Notice that to quantify degrees of adaptation, we have to consider not only the replicator in question but also a range of variants of it. The more sensitive the copying in a given environment is to the replicator’s exact physical structure, the more adapted the replicator is to that environment. For highly adapted replicators (which are the only ones worth calling replicators) we need consider only fairly small variations, because under most large variations they would no longer be replicators. So we are contemplating replacing the replicator by broadly similar objects. To quantify the degree of adaptation to a niche, we have to consider the replicator’s degree of adaptation to each environment of the niche. We must therefore consider variants of the environment as well as of the replicator. If most variants of the replicator fail to cause most environments of its niche to copy them, then it would follow that our replicator’s form is a significant cause of its own copying in that niche, which is what we mean by saying that it is highly adapted to the niche. On the other hand, if most variants of the replicator would be copied in most of the environments of the niche, then the form of our replicator makes little difference, in that copying would occur anyway. In that case, our replicator makes little causal contribution to its copying, and it is not highly adapted to that niche.

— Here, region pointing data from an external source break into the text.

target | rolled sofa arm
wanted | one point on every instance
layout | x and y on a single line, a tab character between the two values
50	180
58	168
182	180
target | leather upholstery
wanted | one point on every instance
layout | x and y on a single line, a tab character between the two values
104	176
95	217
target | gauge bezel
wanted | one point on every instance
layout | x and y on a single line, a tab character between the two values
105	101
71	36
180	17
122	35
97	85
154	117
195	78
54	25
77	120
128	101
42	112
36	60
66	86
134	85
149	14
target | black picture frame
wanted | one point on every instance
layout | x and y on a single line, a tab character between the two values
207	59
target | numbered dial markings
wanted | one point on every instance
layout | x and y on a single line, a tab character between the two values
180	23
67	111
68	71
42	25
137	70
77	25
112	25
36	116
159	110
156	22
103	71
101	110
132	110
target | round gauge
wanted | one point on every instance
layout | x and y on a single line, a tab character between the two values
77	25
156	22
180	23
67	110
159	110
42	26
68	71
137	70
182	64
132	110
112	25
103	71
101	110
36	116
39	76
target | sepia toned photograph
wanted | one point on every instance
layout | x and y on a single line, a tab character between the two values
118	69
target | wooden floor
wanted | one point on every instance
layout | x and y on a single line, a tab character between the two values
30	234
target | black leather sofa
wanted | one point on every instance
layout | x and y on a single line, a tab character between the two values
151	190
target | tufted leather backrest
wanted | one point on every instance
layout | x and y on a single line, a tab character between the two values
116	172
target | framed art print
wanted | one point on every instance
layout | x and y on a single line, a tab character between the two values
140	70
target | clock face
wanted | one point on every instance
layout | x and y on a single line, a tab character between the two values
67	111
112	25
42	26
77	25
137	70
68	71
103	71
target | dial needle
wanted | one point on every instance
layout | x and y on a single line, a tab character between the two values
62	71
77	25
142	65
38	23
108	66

So the degree of adaptation of a replicator depends not only on what that replicator does in its actual environment, but also on what a vast number of other objects, most of which do not exist, would do, in a vast number of environments other than the actual one. We have encountered this curious sort of property before. The accuracy of a virtual-reality rendering depends not only on the responses the machine actually makes to what the user actually does, but also on responses it does not, in the event, make to things the user does not in fact do. This similarity between living processes and virtual reality is no coincidence, as I shall shortly explain.